Question re: odd quirk of Swig

I’m working on improving introspection of networks and encountered a weird quirk involving Swig that I don’t quite know how to interpret and was hoping someone might be able to explain.

So, I have a region:

(Pdb) id(region), region
(4505485008, <nupic.bindings.engine_internal.Region; proxy of <Swig Object of type 'nupic::Region *' at 0x10c8c44b0> >)

Let’s say I want to inspect its inputs, starting with the zeroth:

(Pdb) spec = region.getSpec()
(Pdb) inputPair = spec.inputs.getByIndex(0)
(Pdb) inputPair
('externalApicalInput', <nupic.bindings.engine_internal.InputSpec; proxy of <Swig Object of type 'nupic::InputSpec *' at 0x10c9e97b0> >)
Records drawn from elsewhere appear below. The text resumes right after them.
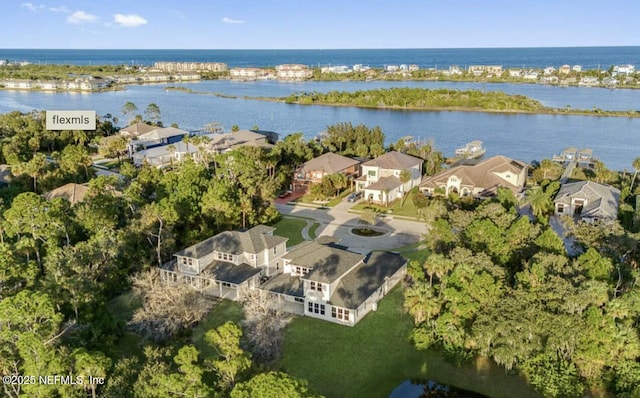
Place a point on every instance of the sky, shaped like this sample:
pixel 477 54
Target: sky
pixel 307 24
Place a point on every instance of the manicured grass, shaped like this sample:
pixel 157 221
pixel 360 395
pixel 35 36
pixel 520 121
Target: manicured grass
pixel 308 198
pixel 222 312
pixel 375 356
pixel 394 208
pixel 290 228
pixel 313 230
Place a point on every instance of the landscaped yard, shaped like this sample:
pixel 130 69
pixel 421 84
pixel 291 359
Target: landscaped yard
pixel 290 228
pixel 395 208
pixel 375 356
pixel 308 198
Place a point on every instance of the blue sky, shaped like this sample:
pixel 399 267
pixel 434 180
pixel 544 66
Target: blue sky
pixel 295 24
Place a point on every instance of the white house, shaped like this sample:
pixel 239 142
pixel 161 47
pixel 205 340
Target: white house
pixel 478 179
pixel 588 200
pixel 325 281
pixel 229 263
pixel 380 177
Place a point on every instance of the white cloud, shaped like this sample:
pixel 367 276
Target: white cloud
pixel 230 20
pixel 129 20
pixel 80 17
pixel 32 7
pixel 60 9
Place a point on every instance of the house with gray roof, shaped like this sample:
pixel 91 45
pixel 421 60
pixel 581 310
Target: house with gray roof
pixel 590 201
pixel 478 179
pixel 312 171
pixel 380 178
pixel 328 282
pixel 229 263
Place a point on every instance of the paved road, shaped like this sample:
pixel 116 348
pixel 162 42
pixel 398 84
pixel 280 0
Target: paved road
pixel 338 222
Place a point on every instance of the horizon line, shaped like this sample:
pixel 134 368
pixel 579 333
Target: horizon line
pixel 319 49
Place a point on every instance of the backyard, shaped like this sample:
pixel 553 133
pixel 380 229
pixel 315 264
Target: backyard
pixel 375 356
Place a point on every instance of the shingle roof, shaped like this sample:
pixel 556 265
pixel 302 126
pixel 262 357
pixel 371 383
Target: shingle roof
pixel 285 284
pixel 480 175
pixel 329 163
pixel 602 200
pixel 359 284
pixel 136 129
pixel 159 133
pixel 253 241
pixel 228 272
pixel 74 193
pixel 327 263
pixel 394 160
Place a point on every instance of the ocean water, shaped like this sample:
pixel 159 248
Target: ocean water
pixel 588 57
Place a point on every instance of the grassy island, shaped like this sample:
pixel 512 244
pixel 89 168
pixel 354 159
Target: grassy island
pixel 404 98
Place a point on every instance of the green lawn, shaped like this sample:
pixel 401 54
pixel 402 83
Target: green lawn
pixel 374 357
pixel 222 311
pixel 308 198
pixel 394 208
pixel 291 228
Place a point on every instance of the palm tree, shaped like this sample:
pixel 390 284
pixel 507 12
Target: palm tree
pixel 636 167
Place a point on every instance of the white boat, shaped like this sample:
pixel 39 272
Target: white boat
pixel 472 150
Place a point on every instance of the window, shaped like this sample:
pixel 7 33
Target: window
pixel 340 313
pixel 316 308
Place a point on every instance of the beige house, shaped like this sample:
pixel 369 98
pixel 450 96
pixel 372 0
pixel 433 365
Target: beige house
pixel 228 264
pixel 293 72
pixel 323 280
pixel 479 180
pixel 589 201
pixel 380 177
pixel 315 169
pixel 74 193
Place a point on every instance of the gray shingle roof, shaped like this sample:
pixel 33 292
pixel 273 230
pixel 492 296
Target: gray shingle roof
pixel 385 184
pixel 327 263
pixel 394 160
pixel 602 200
pixel 285 284
pixel 253 241
pixel 231 273
pixel 359 284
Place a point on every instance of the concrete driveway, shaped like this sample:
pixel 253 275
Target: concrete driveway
pixel 338 222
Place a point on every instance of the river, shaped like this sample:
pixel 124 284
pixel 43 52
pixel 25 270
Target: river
pixel 521 136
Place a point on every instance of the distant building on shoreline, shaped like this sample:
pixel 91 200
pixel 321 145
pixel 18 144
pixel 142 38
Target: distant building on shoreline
pixel 190 66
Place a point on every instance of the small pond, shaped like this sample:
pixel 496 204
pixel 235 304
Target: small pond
pixel 430 389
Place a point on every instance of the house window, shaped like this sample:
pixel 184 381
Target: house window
pixel 340 313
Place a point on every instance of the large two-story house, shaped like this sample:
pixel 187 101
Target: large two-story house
pixel 588 200
pixel 229 263
pixel 478 180
pixel 380 177
pixel 328 282
pixel 314 170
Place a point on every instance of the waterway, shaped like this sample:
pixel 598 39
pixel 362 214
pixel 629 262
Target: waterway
pixel 616 141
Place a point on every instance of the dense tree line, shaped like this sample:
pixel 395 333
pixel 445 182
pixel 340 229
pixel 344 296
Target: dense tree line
pixel 61 263
pixel 499 285
pixel 418 98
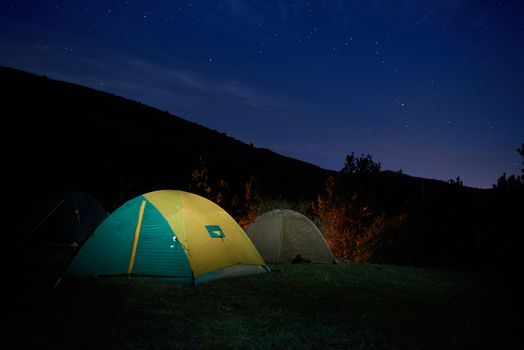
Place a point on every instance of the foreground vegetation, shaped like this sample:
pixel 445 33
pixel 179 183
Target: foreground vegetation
pixel 303 306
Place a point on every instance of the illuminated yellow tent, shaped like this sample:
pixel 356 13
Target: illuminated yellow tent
pixel 171 234
pixel 285 236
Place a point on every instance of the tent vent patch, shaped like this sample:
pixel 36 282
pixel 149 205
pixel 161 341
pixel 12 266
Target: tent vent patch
pixel 215 231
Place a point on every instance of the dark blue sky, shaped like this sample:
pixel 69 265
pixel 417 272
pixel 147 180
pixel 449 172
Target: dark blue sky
pixel 435 88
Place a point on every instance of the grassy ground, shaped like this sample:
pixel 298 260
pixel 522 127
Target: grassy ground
pixel 306 306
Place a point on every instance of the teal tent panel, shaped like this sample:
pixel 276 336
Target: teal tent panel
pixel 108 250
pixel 158 251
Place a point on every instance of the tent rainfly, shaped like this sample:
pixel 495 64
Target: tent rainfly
pixel 285 236
pixel 171 234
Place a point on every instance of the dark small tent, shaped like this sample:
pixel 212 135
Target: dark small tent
pixel 66 219
pixel 286 236
pixel 54 231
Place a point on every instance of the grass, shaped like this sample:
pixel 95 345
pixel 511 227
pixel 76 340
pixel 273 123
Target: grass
pixel 303 306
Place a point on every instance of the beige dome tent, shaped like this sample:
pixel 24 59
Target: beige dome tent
pixel 284 236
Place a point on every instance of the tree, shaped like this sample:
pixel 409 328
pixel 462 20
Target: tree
pixel 360 166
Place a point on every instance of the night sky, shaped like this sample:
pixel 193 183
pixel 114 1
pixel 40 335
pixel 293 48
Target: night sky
pixel 432 88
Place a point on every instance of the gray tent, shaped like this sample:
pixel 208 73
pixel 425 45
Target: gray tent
pixel 284 236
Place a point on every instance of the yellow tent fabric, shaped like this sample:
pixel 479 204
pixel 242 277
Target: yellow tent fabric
pixel 284 236
pixel 172 234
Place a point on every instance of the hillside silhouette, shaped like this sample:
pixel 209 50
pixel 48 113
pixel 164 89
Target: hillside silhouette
pixel 61 137
pixel 69 137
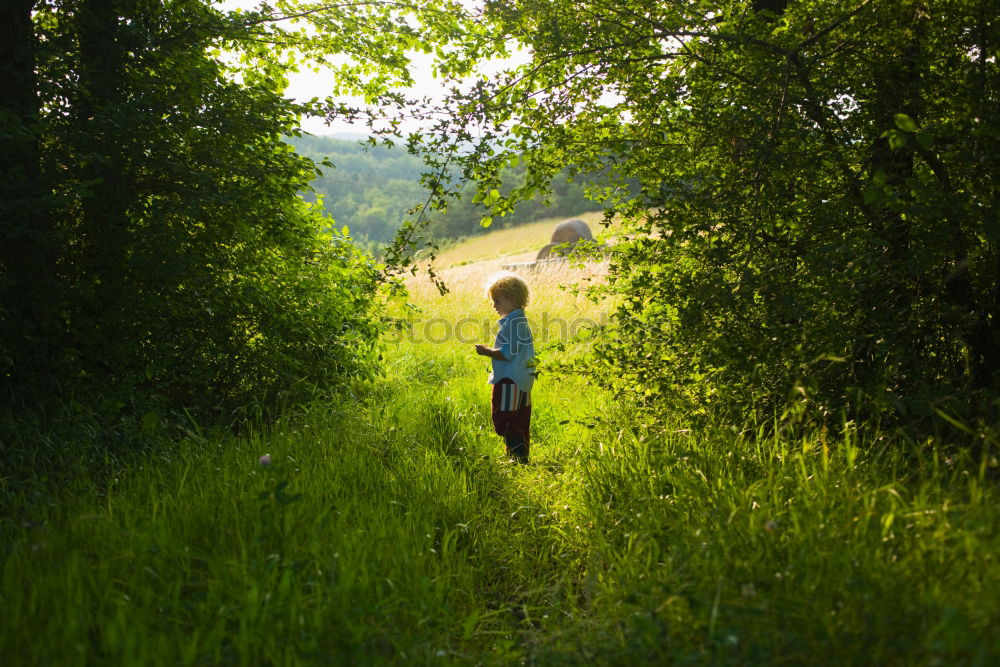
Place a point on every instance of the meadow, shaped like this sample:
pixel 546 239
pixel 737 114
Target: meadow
pixel 382 525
Here’s where it gets weird:

(Pdb) inputPair = spec.inputs.getByIndex(0)
(Pdb) inputSpec = inputPair[1]
(Pdb) inputSpec, inputPair[1]
(<nupic.bindings.engine_internal.InputSpec; proxy of <Swig Object of type 'nupic::InputSpec *' at 0x10c9e97b0> >, <nupic.bindings.engine_internal.InputSpec; proxy of <Swig Object of type 'nupic::InputSpec *' at 0x10c9e97e0> >)
(Pdb) id(inputSpec), id(inputPair[1])
(4506675472, 4506675344)

inputSpec and inputPair[1] are different objects, seemingly breaking familiar convention re: accessors.
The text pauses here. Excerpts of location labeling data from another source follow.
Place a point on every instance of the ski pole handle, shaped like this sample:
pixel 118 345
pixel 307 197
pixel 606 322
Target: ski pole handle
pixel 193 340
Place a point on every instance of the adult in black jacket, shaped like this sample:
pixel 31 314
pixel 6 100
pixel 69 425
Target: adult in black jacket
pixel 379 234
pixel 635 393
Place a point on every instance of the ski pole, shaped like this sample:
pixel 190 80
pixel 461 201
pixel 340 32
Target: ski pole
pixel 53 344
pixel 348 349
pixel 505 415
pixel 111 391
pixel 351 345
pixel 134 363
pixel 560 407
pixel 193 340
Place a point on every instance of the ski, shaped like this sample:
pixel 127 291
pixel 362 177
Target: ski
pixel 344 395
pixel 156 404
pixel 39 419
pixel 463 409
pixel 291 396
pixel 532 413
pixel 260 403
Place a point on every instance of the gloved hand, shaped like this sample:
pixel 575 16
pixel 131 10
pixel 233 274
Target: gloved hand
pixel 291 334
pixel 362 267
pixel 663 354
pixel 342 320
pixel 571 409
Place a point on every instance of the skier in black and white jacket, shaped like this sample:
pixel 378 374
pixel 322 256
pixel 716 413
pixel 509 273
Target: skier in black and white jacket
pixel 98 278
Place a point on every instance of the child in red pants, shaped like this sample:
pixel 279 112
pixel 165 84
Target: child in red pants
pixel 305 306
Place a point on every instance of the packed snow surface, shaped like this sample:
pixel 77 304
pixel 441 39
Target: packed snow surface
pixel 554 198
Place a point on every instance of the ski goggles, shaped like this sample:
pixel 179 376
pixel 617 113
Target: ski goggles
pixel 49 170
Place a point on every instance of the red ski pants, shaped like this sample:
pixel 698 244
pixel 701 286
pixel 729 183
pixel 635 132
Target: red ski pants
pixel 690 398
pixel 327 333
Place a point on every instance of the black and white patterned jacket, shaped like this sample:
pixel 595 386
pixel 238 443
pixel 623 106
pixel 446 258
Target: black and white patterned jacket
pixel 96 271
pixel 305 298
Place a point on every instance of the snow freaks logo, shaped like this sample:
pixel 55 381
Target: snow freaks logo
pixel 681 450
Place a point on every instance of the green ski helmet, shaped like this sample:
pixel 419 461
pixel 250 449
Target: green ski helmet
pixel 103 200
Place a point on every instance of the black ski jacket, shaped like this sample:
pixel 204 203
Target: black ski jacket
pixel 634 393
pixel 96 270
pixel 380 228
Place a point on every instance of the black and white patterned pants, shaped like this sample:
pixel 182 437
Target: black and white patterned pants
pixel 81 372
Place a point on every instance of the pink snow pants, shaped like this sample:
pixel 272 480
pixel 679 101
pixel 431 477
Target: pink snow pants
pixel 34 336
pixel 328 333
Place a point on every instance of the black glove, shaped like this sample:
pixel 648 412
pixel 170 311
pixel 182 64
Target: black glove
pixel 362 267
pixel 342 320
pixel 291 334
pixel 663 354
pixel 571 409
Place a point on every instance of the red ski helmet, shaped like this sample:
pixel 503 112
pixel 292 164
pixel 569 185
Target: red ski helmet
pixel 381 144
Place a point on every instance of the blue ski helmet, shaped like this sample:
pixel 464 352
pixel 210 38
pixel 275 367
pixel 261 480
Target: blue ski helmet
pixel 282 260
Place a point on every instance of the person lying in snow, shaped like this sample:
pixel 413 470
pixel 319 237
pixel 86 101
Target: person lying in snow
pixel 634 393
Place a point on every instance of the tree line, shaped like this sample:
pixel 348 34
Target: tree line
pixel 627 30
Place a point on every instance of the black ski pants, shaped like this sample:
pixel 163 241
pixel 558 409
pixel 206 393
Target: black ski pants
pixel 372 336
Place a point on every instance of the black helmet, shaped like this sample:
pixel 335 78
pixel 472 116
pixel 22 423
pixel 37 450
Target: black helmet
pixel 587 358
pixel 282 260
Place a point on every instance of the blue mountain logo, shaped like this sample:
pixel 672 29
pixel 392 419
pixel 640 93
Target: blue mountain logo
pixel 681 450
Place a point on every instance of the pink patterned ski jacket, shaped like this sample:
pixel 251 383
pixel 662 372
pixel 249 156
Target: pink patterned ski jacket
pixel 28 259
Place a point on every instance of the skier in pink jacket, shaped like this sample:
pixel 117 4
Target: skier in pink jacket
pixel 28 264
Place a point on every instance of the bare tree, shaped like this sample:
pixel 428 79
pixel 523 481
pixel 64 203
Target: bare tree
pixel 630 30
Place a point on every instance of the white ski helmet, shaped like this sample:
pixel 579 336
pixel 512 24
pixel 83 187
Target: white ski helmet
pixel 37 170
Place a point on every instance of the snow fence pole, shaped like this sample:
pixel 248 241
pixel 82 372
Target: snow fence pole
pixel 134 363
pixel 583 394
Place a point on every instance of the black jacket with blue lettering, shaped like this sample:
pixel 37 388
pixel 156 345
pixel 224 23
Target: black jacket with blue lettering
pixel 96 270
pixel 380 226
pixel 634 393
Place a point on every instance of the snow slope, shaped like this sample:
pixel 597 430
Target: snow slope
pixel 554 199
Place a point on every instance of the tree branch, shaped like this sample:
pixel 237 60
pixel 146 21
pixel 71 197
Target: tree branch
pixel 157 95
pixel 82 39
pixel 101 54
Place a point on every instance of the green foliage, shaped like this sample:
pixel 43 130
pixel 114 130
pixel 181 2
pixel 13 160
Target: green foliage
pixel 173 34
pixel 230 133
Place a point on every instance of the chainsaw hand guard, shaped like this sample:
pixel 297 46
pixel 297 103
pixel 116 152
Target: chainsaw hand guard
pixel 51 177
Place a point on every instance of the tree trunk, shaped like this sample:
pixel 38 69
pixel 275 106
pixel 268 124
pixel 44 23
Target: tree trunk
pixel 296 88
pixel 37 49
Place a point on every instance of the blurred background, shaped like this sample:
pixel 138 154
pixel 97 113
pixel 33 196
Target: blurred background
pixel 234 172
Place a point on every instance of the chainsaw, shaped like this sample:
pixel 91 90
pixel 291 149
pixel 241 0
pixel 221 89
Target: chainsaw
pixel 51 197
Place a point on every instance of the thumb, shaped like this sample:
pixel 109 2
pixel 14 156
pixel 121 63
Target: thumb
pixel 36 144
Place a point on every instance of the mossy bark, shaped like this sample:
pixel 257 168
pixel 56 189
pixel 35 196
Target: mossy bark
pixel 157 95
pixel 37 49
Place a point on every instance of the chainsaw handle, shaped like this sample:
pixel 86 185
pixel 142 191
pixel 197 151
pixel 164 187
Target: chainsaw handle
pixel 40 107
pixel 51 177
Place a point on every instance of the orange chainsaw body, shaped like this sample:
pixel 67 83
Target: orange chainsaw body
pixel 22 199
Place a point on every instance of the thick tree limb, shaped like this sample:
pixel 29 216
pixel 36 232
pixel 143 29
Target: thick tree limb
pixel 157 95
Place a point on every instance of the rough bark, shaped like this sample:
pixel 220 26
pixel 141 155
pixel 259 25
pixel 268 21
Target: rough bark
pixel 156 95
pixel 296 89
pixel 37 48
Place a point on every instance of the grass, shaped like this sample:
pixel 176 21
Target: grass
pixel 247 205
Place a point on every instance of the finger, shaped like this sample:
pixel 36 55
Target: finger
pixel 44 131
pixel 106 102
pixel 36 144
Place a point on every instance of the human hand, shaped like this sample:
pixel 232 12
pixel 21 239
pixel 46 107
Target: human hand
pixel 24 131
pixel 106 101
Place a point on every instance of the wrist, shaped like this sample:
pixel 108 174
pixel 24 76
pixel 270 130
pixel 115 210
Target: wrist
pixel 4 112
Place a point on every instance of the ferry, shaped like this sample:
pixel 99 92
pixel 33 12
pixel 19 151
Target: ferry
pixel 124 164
Consider this contrived example:

(Pdb) foo = {1: object()}
(Pdb) bar = foo[1]
(Pdb) id(bar), id(foo[1])
(4460603824, 4460603824)

In this case, bar and foo[1] are the same object. Similarly, when using a list:

(Pdb) mylist = [object(), object()]
(Pdb) baz = mylist[1]
(Pdb) id(baz), id(mylist[1])
(4460601792, 4460601792)

This raises a few questions:

  1. Python is allocating a new object, here. What mechanism is at work that is different from the list and dict examples I included? I’ve never seen anything like that and it struck me as odd.
  2. What sort of performance hit do we undertake when allocating a new nupic.bindings.engine_internal.InputSpec object
  3. Does it even matter? i.e. can I safely ignore this or is it worth investigating?
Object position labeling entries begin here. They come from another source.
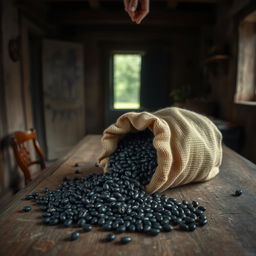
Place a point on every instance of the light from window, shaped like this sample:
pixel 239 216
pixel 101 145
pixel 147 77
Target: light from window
pixel 126 81
pixel 246 74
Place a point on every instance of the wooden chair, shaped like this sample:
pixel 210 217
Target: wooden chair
pixel 22 155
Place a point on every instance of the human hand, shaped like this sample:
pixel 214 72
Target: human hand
pixel 137 9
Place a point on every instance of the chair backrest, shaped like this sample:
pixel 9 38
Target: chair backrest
pixel 21 153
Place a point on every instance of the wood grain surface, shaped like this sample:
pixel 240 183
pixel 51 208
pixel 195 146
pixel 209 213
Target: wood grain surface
pixel 231 228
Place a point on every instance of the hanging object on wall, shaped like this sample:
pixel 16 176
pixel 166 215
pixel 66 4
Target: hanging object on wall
pixel 14 49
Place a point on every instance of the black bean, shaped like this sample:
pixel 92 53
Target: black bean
pixel 110 237
pixel 167 227
pixel 125 239
pixel 68 222
pixel 87 227
pixel 195 204
pixel 131 228
pixel 238 192
pixel 184 227
pixel 74 236
pixel 121 229
pixel 192 227
pixel 81 222
pixel 29 197
pixel 116 200
pixel 202 222
pixel 154 232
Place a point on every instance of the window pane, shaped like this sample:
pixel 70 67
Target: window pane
pixel 126 82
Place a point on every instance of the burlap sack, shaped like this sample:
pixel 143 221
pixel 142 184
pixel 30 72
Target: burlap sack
pixel 188 145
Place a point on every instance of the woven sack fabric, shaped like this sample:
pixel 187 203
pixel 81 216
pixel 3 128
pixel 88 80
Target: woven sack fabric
pixel 188 145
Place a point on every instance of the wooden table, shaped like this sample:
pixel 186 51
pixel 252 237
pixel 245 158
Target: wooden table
pixel 231 229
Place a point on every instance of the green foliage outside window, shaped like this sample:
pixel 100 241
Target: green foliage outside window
pixel 127 68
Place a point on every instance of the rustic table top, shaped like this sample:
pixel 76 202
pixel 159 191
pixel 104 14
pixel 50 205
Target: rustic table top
pixel 231 228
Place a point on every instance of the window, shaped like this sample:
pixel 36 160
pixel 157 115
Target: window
pixel 246 75
pixel 126 80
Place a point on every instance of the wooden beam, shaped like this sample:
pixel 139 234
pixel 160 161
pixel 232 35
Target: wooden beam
pixel 172 3
pixel 94 4
pixel 107 17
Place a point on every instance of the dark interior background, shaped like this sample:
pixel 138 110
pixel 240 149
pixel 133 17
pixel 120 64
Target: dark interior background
pixel 176 35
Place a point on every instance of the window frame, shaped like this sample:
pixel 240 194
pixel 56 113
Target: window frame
pixel 241 19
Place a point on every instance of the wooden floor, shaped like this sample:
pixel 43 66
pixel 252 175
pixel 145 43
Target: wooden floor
pixel 231 229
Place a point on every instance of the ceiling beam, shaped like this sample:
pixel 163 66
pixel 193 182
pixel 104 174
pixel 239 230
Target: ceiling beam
pixel 94 4
pixel 181 1
pixel 107 17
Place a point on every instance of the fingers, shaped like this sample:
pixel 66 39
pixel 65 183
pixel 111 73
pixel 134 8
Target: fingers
pixel 127 9
pixel 133 5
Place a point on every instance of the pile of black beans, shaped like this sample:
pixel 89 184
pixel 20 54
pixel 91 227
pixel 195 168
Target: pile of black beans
pixel 116 201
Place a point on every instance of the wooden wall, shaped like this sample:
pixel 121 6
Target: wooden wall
pixel 183 44
pixel 11 95
pixel 224 82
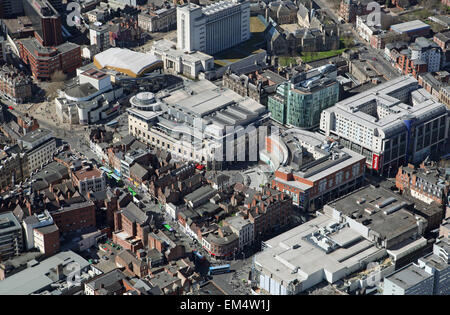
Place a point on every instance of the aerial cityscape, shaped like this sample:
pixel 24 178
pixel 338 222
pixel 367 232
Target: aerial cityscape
pixel 225 148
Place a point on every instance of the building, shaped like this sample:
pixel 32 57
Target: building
pixel 13 167
pixel 110 283
pixel 131 228
pixel 46 239
pixel 131 63
pixel 200 110
pixel 257 85
pixel 162 19
pixel 412 28
pixel 99 36
pixel 44 61
pixel 74 217
pixel 46 21
pixel 430 276
pixel 49 275
pixel 39 145
pixel 282 12
pixel 33 222
pixel 213 28
pixel 10 236
pixel 421 56
pixel 391 124
pixel 180 62
pixel 434 82
pixel 300 101
pixel 311 169
pixel 14 84
pixel 243 228
pixel 89 179
pixel 92 97
pixel 428 184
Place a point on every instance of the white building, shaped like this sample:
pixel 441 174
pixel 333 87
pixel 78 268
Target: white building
pixel 33 222
pixel 39 146
pixel 390 124
pixel 213 28
pixel 427 51
pixel 244 228
pixel 180 62
pixel 430 276
pixel 99 36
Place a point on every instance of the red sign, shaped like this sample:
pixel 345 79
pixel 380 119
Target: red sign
pixel 375 162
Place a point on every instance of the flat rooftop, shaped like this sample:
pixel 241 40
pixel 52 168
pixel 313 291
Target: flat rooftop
pixel 409 276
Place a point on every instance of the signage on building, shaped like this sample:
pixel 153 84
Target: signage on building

Perhaps somewhat related, you can’t do a tuple expansion of inputPair. Although it repr()'s to a tuple, it’s not actually a tuple but an instance of nupic.bindings.engine_internal.InputPair which means you can’t do the following, which would be perfectly legal for a tuple or other sequence:

name, inputSpec = inputPair

Cheers!

My 2c:

  1. The getByIndex function is implemented in C++ so the return value has to be wrapped in a Python object. Even if the C++ return value is the same memory pointer, I think a new PyObject wrapper will be created. There may be some way to tell SWIG to keep track somehow (or do so manually in the SWIG layer).
  2. Very good question to be asking. There are different ways you can avoid creating new Python objects in performance-sensitive cases. I don’t think this is such a case though (how often do we pull out an InputSpec?). I’d be concerned if it was something we needed to do inside a loop that runs very quickly.
  3. My intuition is that it doesn’t matter in this case (see above) but it’s good that you are noticing this and you will have to use your judgement on whether you think there is a performance or correctness concern with the SWIG interface.
1 Like

Oh and it should be simple to add tuple expansion in the SWIG interface. I believe unpacking uses the iterator interface[1].

[1] https://www.python.org/dev/peps/pep-0234/

Thanks. Seems impact on performance is a non-issue. Multiple repeated inputSpec = inputPair[1] calls yield alternating instances. It’s not allocating a new object every time, but reusing the same two objects. Weird in its own right, but whatevs.